Contributing many sentences that contain not yet spoken words

skinkie · June 11, 2023, 3:08pm

I am currently participating in the Dutch (nl) category and have downloaded the last published dataset. Analysing validated.tsv I have noticed that it contains about 28840 unique words. For Dutch we have a very active team at OpenTaal (Open Language) that collects an officially certified Dutch lexicon including toponyms. Lets make that number of unique tokens 323028.

To me it sounds as a no-brainer to collect sentences which contains these not yet included words in the dataset. Which makes an engineer wonder: is there any way available to contribute these in an automatic fashion?

bozden · June 13, 2023, 6:09am

Ref: https://github.com/common-voice/common-voice/issues/4076

bozden · June 13, 2023, 7:06am

You can check a more detailed analysis here:
https://analyzer.cv-toolbox.web.tr/examine/nl/13.0

I’ll post some important points below.

bozden · June 13, 2023, 7:16am

Your text corpus has many sentences, but not all of them are recorded yet. An important issue is that there are many multiples if you normalize them.

18.7% is a high value IMHO.

In the validated.tsv, you have only 53,772 different sentences, so, only a small portion of your text corpus has been covered (20.8% of the normalized unique sentences).
Total tokens (normalized) in all text-corpus is 48,009, probably you’ve got your 28,840 from validated.tsv file.

skinkie · June 13, 2023, 7:26am

Yes, I have used the validated.tsv. I’ll analyse the corpus published on github against the OpenTaal wordlist. That may still give some opportunities, hopefully less politically loaded (and removes the non-conversational “European Commission” Dutch…)

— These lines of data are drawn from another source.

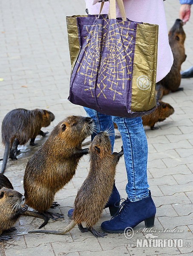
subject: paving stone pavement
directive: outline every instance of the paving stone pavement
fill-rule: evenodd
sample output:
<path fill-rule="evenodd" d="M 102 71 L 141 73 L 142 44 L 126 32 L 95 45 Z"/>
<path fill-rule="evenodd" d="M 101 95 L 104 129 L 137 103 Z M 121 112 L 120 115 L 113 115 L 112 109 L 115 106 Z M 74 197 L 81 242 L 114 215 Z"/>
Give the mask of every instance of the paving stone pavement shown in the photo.
<path fill-rule="evenodd" d="M 167 0 L 164 5 L 169 30 L 178 18 L 180 4 L 178 0 Z M 69 115 L 85 116 L 82 107 L 67 99 L 70 64 L 65 20 L 66 16 L 85 14 L 84 0 L 69 3 L 66 0 L 1 0 L 0 11 L 0 78 L 4 79 L 0 81 L 0 126 L 9 111 L 19 108 L 43 108 L 54 113 L 55 120 L 43 129 L 49 132 Z M 193 23 L 192 15 L 184 26 L 187 58 L 183 70 L 193 65 Z M 42 221 L 23 216 L 15 225 L 17 230 L 12 233 L 12 239 L 0 243 L 1 256 L 192 255 L 193 79 L 182 79 L 181 86 L 183 91 L 163 99 L 173 107 L 174 113 L 157 124 L 157 130 L 145 127 L 149 148 L 148 181 L 157 207 L 155 226 L 151 230 L 144 229 L 144 224 L 141 223 L 134 229 L 130 239 L 123 234 L 96 239 L 90 233 L 81 233 L 77 227 L 63 236 L 29 234 L 28 231 L 37 229 Z M 116 133 L 118 134 L 117 131 Z M 20 147 L 18 160 L 8 162 L 5 175 L 22 193 L 26 164 L 46 138 L 37 137 L 37 147 L 29 146 L 29 143 Z M 121 145 L 121 139 L 116 140 L 114 151 L 120 150 Z M 3 152 L 1 145 L 0 158 Z M 88 157 L 84 156 L 72 181 L 56 195 L 60 206 L 51 210 L 63 214 L 64 218 L 49 220 L 45 229 L 61 229 L 70 223 L 68 211 L 73 206 L 77 190 L 89 168 Z M 127 196 L 127 180 L 122 158 L 116 181 L 123 198 Z M 100 230 L 101 223 L 110 218 L 109 210 L 104 210 L 96 229 Z M 161 239 L 178 239 L 176 246 L 137 246 L 137 239 L 144 242 L 145 236 L 150 234 Z"/>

bozden · June 13, 2023, 7:39am

The use of a readily available corpus as it is has always been problematic. This is why we insist on offline pre-checks I mentioned in github. Although it is manual and requires a huge amount of man-hours, I think it is the only way to get a quality text-corpus.

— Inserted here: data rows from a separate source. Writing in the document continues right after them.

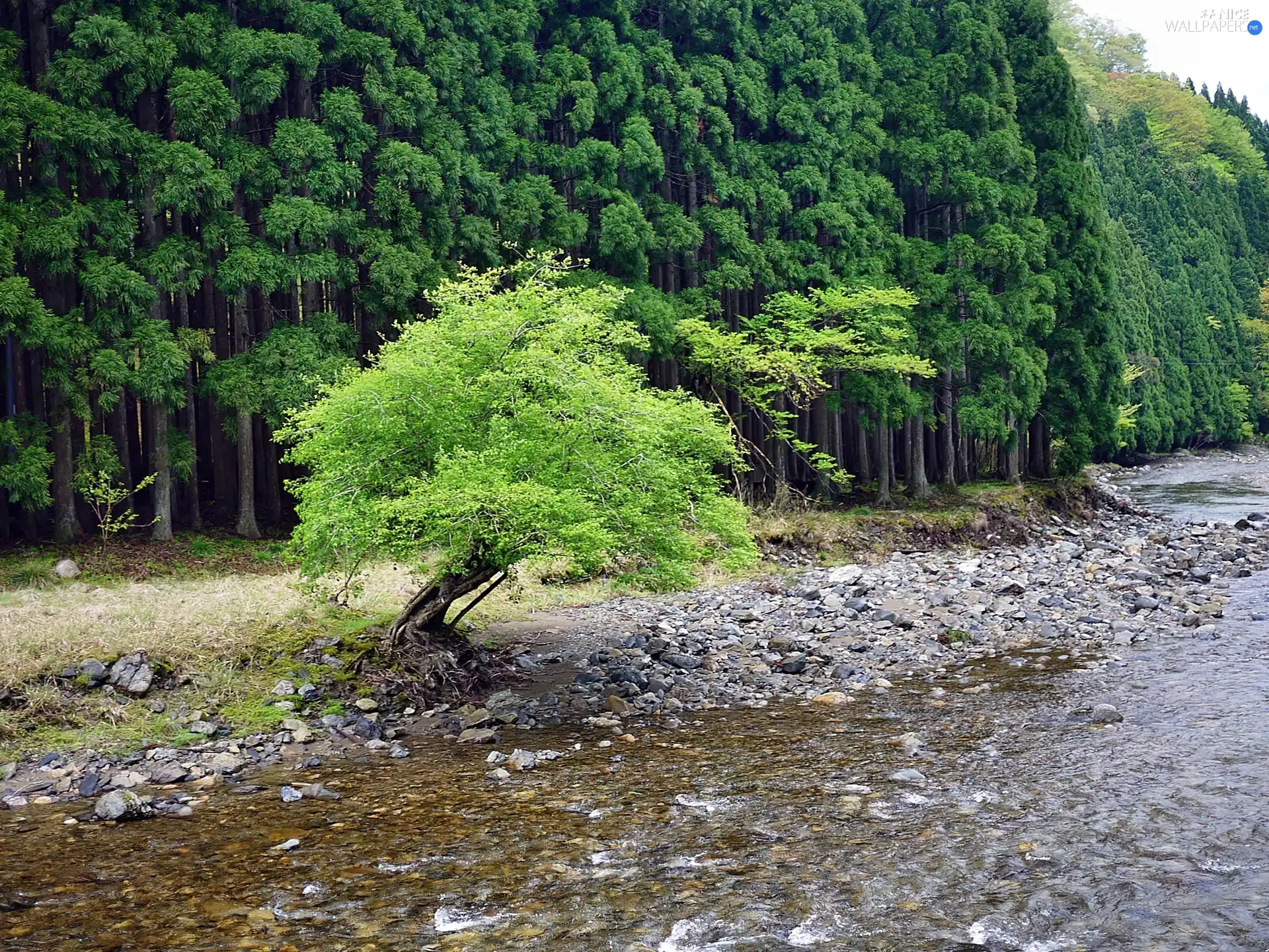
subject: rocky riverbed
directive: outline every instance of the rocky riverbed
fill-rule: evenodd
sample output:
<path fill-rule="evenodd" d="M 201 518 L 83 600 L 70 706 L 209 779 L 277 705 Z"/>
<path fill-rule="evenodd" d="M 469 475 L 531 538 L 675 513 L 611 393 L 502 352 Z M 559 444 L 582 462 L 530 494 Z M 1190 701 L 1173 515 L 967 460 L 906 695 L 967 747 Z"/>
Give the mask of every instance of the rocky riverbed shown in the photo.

Once these sentences get recorded, you cannot get rid of them either, except post-processing the downloaded dataset prior to training. E.g. if you find offending sentences in that corpora, you can build a blacklist for sentences and remove them from training sets.

French had such an issue because of the proper names from very old & unfiltered sentence-extractor imports (Wikipedia) which introduced too many proper names, effectively dropping the word-error-rate of models they create.

skinkie · June 13, 2023, 8:42am

What is wrong with proper names in a dataset? Wouldn’t toponyms and brands serve for better TTS?

bozden · June 13, 2023, 8:53am

I think you meant STT, Common Voice is not suited for TTS.

If they are in the language at hand they will be OK. But if you have language X and many proper names are from other languages, you will have a problem. Contributors to that language may record with many different pronunciations, mostly wrong if they don’t know the language.

Many corpora have too many (mostly English) proper nouns, e.g. the EuroParl cospus have them (references to political figures) for varieties of other nations.

Same for toponyms. E.g. in Turkish we use “Vaşington” for “Washington”. How would you pronounce Paris? As “parii” or “Paris”?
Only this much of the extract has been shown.